EDUCATING GIRLS: Ching Tien grew up during China’s Cultural Revolution. She was forced to leave her schooling to work in a factory in Gansu Province. After immigrating to Canada, she never forgot the poverty she witnessed in Gansu, particularly the plight of girls forced to quit school to support their families. In 2005, Tien founded Educating Girls of Rural China, a charity dedicated to providing young women the opportunity of an education and a brighter future. Thanks to her fundraising efforts, 842 young women have received the opportunity to attend school, with Tien touting her girls achieving a 99 per cent successful graduation rate. Tien continues her efforts to sponsor more girls. Several hundred guests convened at Sun Siu Wah Restaurant on Main Street to support her annual Charity Dim Sum Luncheon. Yours truly served as master of ceremonies of the power lunch that raised more than $40,000 to give another 40 young women the gift of schooling.
WRITERS FEST: British Columbia’s National Award for Canadian Non-Fiction was created in 2005 to honour Canada’s finest writers of non-fiction. Ken Dryden (Game Change: The Life and Death of Steve Montador and the Future of Hockey), Doug Saunders(Maximum Canada: Why 35 Million Canadians Are Not Enough), Tanya Talaga(Seven Fallen Feathers: Racism, Death, and Hard Truths in a Northern City) and Carol Off (All We Leave Behind: A Reporter’s Journey into the Lives of Others) were shortlisted for the annual $40,000 award from the British Columbia Achievement Foundation, one of Canada’s largest prizes for non-fiction published in Canada and the only national prize originating in B.C. The four were on hand for the literati luau staged at the Robert H. Lee Alumni Centre and fronted by foundation chair Scott McIntrye. Off would take home the top book prize for her memoir of an Afghan family defying injustice. Inadvertently putting her subject's life at risk, Off became an advocate helping the family flee persecution.
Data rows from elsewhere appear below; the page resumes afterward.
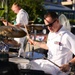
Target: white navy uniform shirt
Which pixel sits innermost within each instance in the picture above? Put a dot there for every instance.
(61, 46)
(22, 17)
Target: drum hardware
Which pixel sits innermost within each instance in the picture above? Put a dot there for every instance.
(14, 32)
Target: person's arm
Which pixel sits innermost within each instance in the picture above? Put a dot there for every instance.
(66, 67)
(40, 44)
(9, 24)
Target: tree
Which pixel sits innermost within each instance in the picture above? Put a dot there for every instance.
(33, 7)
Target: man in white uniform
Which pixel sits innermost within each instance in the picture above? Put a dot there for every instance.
(60, 46)
(21, 20)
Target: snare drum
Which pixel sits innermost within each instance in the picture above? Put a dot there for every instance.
(22, 63)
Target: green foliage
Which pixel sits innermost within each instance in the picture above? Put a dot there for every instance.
(33, 7)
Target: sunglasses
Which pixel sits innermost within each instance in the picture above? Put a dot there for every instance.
(50, 24)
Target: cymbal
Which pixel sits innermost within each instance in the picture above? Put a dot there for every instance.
(35, 27)
(13, 32)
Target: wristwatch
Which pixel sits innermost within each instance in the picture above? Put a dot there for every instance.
(70, 64)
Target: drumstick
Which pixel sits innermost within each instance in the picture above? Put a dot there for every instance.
(52, 62)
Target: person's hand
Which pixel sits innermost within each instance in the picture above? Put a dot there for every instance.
(65, 67)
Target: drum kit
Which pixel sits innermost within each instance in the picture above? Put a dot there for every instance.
(7, 33)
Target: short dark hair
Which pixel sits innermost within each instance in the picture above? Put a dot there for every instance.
(53, 15)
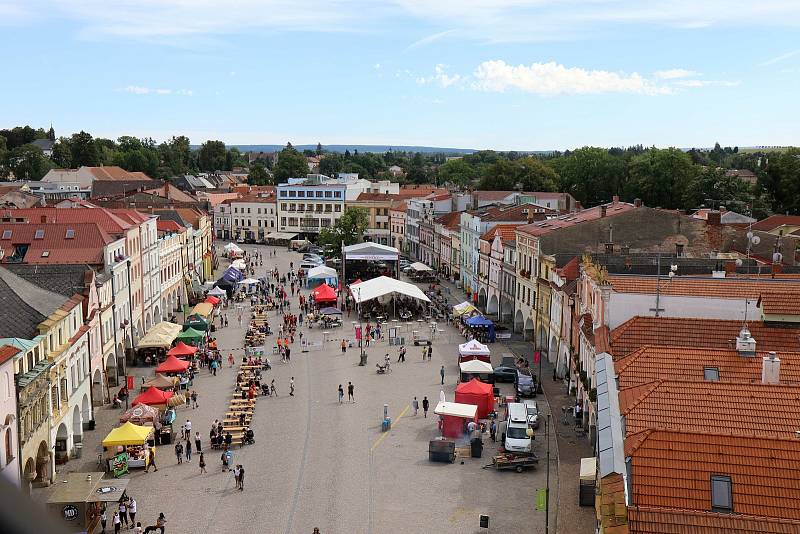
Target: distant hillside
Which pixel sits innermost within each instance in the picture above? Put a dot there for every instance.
(360, 148)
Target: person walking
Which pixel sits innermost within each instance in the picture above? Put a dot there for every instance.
(151, 460)
(132, 510)
(123, 513)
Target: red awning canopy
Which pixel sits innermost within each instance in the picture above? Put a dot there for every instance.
(181, 349)
(172, 365)
(152, 396)
(325, 293)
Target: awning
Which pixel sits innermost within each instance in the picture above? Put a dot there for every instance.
(371, 251)
(420, 267)
(323, 272)
(127, 434)
(456, 409)
(476, 367)
(383, 285)
(282, 236)
(161, 335)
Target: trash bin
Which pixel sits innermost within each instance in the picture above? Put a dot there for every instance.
(476, 447)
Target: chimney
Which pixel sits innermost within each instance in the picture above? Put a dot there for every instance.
(771, 369)
(714, 218)
(745, 343)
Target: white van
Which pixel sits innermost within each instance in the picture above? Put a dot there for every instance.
(516, 438)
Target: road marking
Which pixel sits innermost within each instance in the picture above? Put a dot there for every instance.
(378, 441)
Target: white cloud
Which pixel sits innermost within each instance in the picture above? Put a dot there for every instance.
(552, 79)
(672, 74)
(140, 90)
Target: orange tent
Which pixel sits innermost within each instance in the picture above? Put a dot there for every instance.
(478, 393)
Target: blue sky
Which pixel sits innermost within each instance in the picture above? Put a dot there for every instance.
(501, 74)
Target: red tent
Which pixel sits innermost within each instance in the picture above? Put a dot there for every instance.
(182, 349)
(153, 396)
(478, 393)
(325, 293)
(172, 365)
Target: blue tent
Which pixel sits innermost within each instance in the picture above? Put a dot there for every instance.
(482, 322)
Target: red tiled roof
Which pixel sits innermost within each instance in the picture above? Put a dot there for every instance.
(737, 288)
(698, 332)
(683, 363)
(573, 219)
(779, 303)
(54, 247)
(7, 352)
(760, 410)
(647, 520)
(774, 221)
(673, 470)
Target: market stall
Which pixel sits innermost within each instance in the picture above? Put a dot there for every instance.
(481, 370)
(473, 350)
(159, 381)
(126, 446)
(153, 397)
(172, 365)
(478, 393)
(324, 293)
(77, 501)
(481, 327)
(455, 416)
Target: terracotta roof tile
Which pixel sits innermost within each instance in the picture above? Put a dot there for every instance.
(737, 288)
(683, 363)
(673, 470)
(717, 407)
(698, 332)
(646, 520)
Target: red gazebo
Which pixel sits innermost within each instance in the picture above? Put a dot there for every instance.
(325, 293)
(182, 349)
(172, 365)
(152, 397)
(478, 393)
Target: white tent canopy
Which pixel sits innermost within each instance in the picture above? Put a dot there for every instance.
(476, 367)
(456, 409)
(420, 267)
(383, 285)
(322, 272)
(473, 348)
(371, 251)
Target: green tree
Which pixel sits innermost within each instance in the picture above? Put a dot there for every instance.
(591, 175)
(258, 175)
(349, 229)
(291, 164)
(212, 156)
(659, 176)
(84, 150)
(27, 162)
(62, 153)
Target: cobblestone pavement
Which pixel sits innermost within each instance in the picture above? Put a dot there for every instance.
(318, 463)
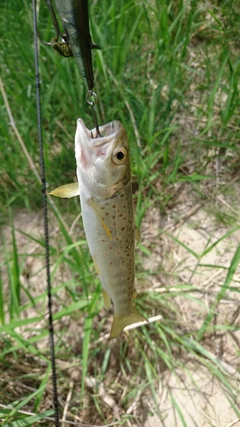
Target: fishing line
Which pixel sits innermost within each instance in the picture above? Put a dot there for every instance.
(45, 218)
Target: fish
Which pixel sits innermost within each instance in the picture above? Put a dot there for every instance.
(104, 186)
(75, 19)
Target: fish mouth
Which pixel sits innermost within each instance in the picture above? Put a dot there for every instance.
(107, 132)
(89, 148)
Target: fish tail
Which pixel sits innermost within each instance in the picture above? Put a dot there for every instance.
(120, 322)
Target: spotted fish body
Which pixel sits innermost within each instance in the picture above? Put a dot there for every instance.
(103, 173)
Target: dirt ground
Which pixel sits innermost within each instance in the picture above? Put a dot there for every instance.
(198, 394)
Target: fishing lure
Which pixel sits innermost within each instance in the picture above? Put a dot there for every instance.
(104, 186)
(75, 19)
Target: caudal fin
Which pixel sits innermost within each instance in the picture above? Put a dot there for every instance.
(120, 322)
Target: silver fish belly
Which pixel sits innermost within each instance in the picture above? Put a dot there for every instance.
(104, 179)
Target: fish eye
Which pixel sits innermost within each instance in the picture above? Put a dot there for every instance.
(119, 155)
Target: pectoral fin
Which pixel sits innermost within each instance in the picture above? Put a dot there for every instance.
(66, 191)
(96, 208)
(106, 299)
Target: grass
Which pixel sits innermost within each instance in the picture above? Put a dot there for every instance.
(170, 72)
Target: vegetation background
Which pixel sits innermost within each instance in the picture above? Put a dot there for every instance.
(169, 71)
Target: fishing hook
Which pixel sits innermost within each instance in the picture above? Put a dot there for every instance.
(91, 99)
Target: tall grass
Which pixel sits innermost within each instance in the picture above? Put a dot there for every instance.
(170, 72)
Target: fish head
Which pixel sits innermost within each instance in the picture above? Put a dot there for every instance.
(103, 165)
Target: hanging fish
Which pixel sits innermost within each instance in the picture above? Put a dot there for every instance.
(104, 186)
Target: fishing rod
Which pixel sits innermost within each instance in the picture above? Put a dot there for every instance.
(45, 218)
(76, 42)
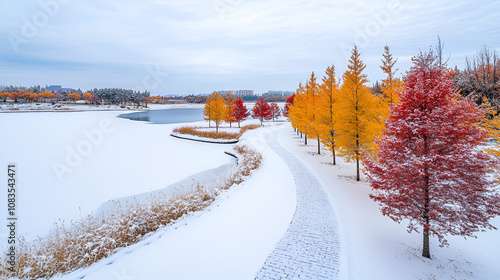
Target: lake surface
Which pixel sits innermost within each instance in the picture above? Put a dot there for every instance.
(166, 116)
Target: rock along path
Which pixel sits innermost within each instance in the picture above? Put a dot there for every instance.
(310, 248)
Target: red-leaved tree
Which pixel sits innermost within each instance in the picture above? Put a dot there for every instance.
(275, 110)
(240, 112)
(428, 169)
(261, 110)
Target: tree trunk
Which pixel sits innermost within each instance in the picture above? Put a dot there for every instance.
(319, 147)
(357, 160)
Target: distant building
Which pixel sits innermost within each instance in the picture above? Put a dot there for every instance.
(53, 88)
(237, 93)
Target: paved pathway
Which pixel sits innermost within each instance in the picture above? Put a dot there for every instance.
(310, 247)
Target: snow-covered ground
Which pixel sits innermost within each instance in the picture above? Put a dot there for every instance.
(10, 107)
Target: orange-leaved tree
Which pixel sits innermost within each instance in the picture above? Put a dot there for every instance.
(297, 111)
(327, 110)
(359, 117)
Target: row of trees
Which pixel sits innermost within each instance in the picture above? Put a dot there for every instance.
(230, 109)
(418, 139)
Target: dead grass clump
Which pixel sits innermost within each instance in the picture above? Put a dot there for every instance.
(193, 130)
(82, 243)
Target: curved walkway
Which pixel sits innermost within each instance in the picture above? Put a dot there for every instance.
(310, 248)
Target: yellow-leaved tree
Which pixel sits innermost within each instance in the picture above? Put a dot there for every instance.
(359, 117)
(327, 107)
(215, 110)
(390, 85)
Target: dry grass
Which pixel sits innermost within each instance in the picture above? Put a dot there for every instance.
(85, 242)
(193, 130)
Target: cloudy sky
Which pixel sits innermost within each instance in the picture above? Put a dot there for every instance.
(198, 46)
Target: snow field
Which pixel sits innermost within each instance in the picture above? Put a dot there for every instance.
(374, 246)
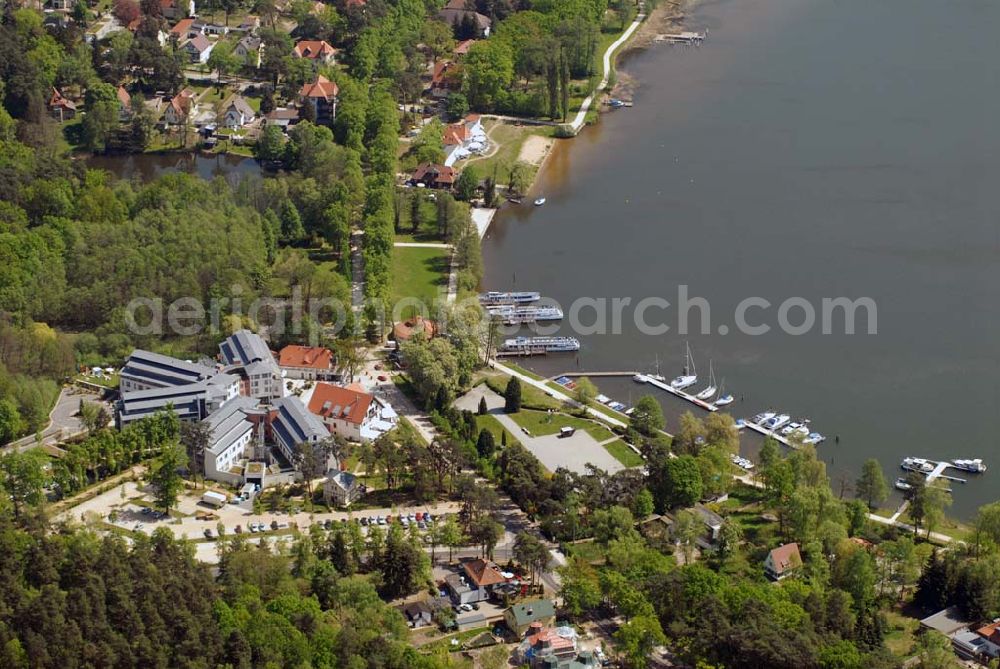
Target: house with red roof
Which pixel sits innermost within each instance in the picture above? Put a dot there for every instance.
(464, 138)
(782, 561)
(316, 50)
(349, 413)
(322, 95)
(61, 108)
(314, 363)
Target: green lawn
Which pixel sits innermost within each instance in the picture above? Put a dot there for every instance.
(541, 423)
(490, 423)
(623, 454)
(420, 273)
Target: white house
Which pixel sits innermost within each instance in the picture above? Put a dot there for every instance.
(199, 48)
(312, 363)
(463, 139)
(237, 112)
(232, 428)
(341, 488)
(292, 425)
(247, 354)
(352, 414)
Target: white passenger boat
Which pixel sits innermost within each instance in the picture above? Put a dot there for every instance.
(976, 466)
(917, 465)
(690, 375)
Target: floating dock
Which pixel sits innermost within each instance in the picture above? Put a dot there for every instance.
(685, 37)
(707, 406)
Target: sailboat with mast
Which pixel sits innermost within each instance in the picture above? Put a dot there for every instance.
(724, 398)
(708, 392)
(690, 375)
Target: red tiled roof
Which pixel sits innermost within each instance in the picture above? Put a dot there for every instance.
(786, 557)
(463, 47)
(321, 88)
(483, 572)
(314, 49)
(329, 401)
(181, 27)
(311, 357)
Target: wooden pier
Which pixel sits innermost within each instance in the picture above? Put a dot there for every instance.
(707, 406)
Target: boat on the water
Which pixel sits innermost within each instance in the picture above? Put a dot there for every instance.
(723, 398)
(496, 297)
(512, 315)
(976, 466)
(690, 375)
(710, 391)
(917, 465)
(547, 344)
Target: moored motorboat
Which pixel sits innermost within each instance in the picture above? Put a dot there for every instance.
(976, 466)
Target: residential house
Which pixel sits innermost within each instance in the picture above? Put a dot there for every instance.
(445, 78)
(712, 522)
(352, 414)
(60, 108)
(475, 582)
(250, 49)
(184, 30)
(180, 107)
(292, 425)
(461, 13)
(237, 112)
(433, 175)
(406, 330)
(782, 561)
(313, 363)
(341, 488)
(552, 648)
(462, 48)
(418, 614)
(464, 138)
(176, 9)
(322, 95)
(524, 614)
(247, 354)
(315, 50)
(191, 402)
(282, 117)
(145, 370)
(232, 429)
(198, 48)
(124, 104)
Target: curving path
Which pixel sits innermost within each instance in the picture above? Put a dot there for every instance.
(581, 116)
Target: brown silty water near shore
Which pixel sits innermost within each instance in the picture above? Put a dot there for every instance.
(807, 149)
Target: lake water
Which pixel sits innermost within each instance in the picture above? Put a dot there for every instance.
(809, 148)
(147, 166)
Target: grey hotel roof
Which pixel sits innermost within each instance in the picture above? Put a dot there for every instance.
(162, 370)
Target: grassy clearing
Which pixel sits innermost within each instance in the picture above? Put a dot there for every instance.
(420, 273)
(623, 454)
(540, 423)
(490, 423)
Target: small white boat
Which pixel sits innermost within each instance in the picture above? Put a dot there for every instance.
(975, 466)
(690, 375)
(710, 391)
(917, 465)
(724, 398)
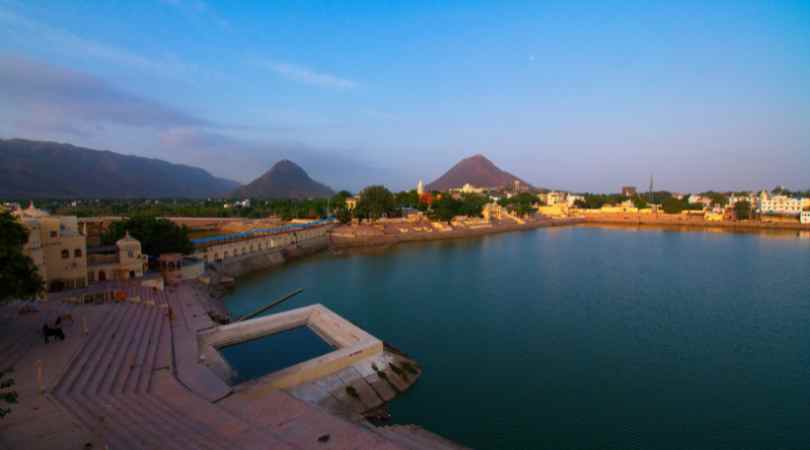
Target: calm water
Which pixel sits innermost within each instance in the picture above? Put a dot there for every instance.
(584, 338)
(267, 354)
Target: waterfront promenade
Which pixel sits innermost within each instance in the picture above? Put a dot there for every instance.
(133, 381)
(382, 233)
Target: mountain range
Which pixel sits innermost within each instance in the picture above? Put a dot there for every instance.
(285, 179)
(37, 169)
(476, 170)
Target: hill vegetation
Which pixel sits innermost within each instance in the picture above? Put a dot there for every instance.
(36, 169)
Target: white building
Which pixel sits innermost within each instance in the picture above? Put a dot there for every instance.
(553, 198)
(780, 204)
(733, 199)
(572, 198)
(469, 189)
(700, 199)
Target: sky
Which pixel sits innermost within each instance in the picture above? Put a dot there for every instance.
(582, 96)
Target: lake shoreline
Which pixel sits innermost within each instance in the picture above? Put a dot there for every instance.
(678, 221)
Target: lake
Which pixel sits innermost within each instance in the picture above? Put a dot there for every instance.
(583, 337)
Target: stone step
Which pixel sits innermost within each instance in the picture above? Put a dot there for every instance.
(130, 382)
(92, 418)
(145, 375)
(183, 421)
(93, 341)
(135, 411)
(120, 363)
(104, 362)
(120, 423)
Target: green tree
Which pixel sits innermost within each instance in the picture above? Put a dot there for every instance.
(375, 202)
(672, 205)
(742, 210)
(343, 214)
(521, 204)
(639, 202)
(445, 208)
(157, 235)
(19, 278)
(407, 199)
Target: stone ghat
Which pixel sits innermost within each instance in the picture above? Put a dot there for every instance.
(128, 376)
(370, 236)
(687, 221)
(362, 390)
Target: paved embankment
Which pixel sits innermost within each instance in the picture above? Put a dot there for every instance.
(270, 258)
(345, 237)
(686, 221)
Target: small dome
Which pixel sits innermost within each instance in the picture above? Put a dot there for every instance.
(127, 240)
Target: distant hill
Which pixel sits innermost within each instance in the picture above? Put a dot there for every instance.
(285, 179)
(36, 169)
(476, 170)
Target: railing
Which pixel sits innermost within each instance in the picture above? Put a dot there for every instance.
(260, 232)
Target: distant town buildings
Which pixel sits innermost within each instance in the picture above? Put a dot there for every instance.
(469, 189)
(351, 203)
(779, 204)
(697, 199)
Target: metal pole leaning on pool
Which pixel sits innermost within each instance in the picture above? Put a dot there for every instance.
(275, 303)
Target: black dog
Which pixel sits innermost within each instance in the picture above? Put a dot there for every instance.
(49, 332)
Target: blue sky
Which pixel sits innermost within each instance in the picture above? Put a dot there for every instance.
(584, 96)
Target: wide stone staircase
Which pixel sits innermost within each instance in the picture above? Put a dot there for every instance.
(108, 384)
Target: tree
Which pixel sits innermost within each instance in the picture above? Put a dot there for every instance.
(445, 208)
(672, 205)
(157, 235)
(375, 202)
(742, 210)
(19, 278)
(521, 204)
(639, 202)
(343, 214)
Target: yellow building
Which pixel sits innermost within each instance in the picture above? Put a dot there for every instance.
(60, 252)
(556, 210)
(351, 203)
(712, 216)
(56, 247)
(121, 262)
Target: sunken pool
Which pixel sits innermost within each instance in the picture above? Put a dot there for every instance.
(258, 357)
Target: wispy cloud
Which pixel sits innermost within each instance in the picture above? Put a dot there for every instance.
(53, 99)
(306, 75)
(198, 8)
(19, 27)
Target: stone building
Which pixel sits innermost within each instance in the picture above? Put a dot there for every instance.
(60, 252)
(122, 261)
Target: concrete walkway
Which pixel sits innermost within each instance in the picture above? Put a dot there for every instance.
(115, 386)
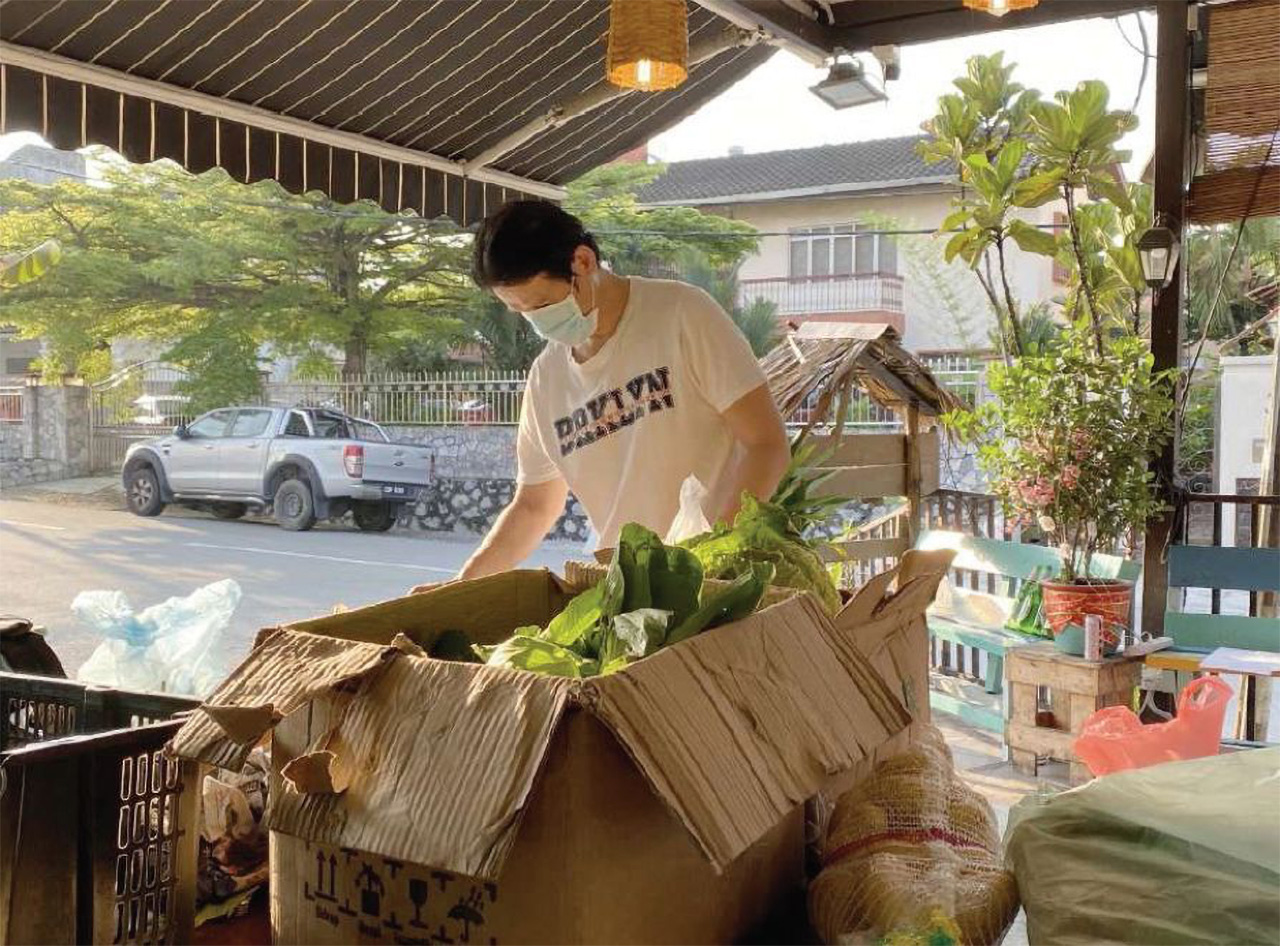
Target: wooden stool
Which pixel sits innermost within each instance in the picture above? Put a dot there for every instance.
(1077, 689)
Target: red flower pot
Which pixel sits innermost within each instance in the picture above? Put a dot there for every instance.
(1068, 602)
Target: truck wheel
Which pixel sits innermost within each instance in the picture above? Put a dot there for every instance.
(295, 507)
(374, 516)
(144, 492)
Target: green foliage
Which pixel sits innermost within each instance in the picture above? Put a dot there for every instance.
(604, 199)
(763, 534)
(1249, 283)
(22, 268)
(156, 254)
(1016, 151)
(1069, 440)
(650, 597)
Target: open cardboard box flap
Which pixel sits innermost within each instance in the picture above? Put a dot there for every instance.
(435, 762)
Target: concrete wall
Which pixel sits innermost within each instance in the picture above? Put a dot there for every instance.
(1243, 410)
(10, 440)
(53, 439)
(927, 280)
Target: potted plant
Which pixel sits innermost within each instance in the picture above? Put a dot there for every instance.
(1068, 442)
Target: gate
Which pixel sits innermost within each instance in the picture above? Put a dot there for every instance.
(136, 403)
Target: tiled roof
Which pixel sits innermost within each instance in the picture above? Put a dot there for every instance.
(827, 169)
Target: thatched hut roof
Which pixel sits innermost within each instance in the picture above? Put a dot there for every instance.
(830, 359)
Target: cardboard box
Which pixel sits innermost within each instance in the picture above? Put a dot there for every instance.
(434, 800)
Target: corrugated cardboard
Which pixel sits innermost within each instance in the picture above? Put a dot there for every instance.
(595, 807)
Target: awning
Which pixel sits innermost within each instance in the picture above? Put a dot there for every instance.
(437, 106)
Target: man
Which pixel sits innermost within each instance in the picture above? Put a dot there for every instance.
(641, 384)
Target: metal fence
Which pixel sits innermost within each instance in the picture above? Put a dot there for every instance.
(437, 398)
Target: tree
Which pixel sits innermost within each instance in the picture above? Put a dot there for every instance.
(218, 270)
(634, 238)
(757, 319)
(1015, 151)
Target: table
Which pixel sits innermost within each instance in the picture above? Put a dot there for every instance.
(1078, 688)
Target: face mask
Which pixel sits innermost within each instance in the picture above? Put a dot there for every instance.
(563, 321)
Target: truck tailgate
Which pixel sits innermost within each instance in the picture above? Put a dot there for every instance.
(397, 462)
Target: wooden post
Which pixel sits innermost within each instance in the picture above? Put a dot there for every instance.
(1173, 76)
(913, 472)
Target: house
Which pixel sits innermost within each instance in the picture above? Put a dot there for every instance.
(824, 254)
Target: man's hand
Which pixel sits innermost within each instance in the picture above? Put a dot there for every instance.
(519, 530)
(762, 460)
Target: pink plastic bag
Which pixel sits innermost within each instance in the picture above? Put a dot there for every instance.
(1114, 739)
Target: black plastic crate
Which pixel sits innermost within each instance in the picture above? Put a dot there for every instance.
(97, 826)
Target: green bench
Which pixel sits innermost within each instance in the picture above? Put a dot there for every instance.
(1196, 635)
(970, 612)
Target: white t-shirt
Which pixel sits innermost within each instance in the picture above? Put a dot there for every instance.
(627, 426)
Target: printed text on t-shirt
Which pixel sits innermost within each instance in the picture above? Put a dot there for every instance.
(615, 410)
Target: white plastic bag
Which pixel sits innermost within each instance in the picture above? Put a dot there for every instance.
(178, 645)
(690, 520)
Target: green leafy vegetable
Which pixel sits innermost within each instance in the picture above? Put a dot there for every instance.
(731, 604)
(540, 656)
(763, 533)
(453, 645)
(650, 597)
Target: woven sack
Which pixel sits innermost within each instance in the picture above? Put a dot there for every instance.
(913, 857)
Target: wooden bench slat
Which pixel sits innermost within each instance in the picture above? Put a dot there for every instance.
(1233, 569)
(986, 639)
(1211, 631)
(1016, 560)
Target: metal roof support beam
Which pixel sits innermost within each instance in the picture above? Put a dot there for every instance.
(731, 37)
(214, 106)
(780, 23)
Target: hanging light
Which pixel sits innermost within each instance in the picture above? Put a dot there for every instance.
(999, 8)
(848, 83)
(1157, 250)
(648, 44)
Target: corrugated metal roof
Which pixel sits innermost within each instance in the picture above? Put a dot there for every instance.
(890, 161)
(440, 78)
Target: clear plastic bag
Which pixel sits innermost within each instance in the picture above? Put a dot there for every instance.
(174, 647)
(690, 520)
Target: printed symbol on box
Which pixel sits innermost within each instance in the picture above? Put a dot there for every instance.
(467, 912)
(324, 891)
(371, 890)
(417, 894)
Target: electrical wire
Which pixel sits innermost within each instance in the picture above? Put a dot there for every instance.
(444, 223)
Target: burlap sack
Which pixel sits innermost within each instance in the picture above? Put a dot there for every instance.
(913, 857)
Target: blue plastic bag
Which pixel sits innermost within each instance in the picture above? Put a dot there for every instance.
(178, 645)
PROUD PARENTS: UBC’s CampOUT provides a space for LGBTQ2S+ youth to develop personal and interpersonal skills, group skills, support systems, and fosters resilient community development. For the past eight years, the summer leadership camp has welcomed a diverse group of students from across the province to participate free of charge made possible by the generous support of individuals, corporations and foundations. Benefactors were thanked recently at a sky-high reception held at Scotia Tower. Camp director Anne White hosted the community celebration, sharing with attendees the positive outcomes of this year’s summer camp. Among the many highlights, the camp held its first ever Parent Caregiver Day, inviting guardians of queer youth the opportunity to connect and learn with one another and service providers. “I loved being able to share and learn through others’ journeys… learning how to be an ally was so valuable,” said one proud parent. Applications are now being accepted for the July 5 to 8 camp.
COMPOSTABLE COFFEE: Canadians love their coffee and they love their coffee pods. More than 1.5-billion single cups of java are brewed in homes and offices annually. Unfortunately, most of those pods end up filling our local dumps and landfills. And there lies the dilemma of a caffeinated and green city. Many began abandoning their Keurig machines, the single largest maker of single-serve coffee. Enter OneCoffee, the latest brewing innovation: a 100 per cent compostable single-serve coffee aimed to reduce the country’s coffee pod trash problem. The organic, fair trade, single-serve coffee was introduced at a breakfast event early Saturday morning at Robbie Kane’s Café Medina. Orchestrated by parent company Canterbury Coffee, java junkies were invited to a free brunch to celebrate the launch and sample the firm’s fair trade, organic and certified compostable single-serve coffee pods.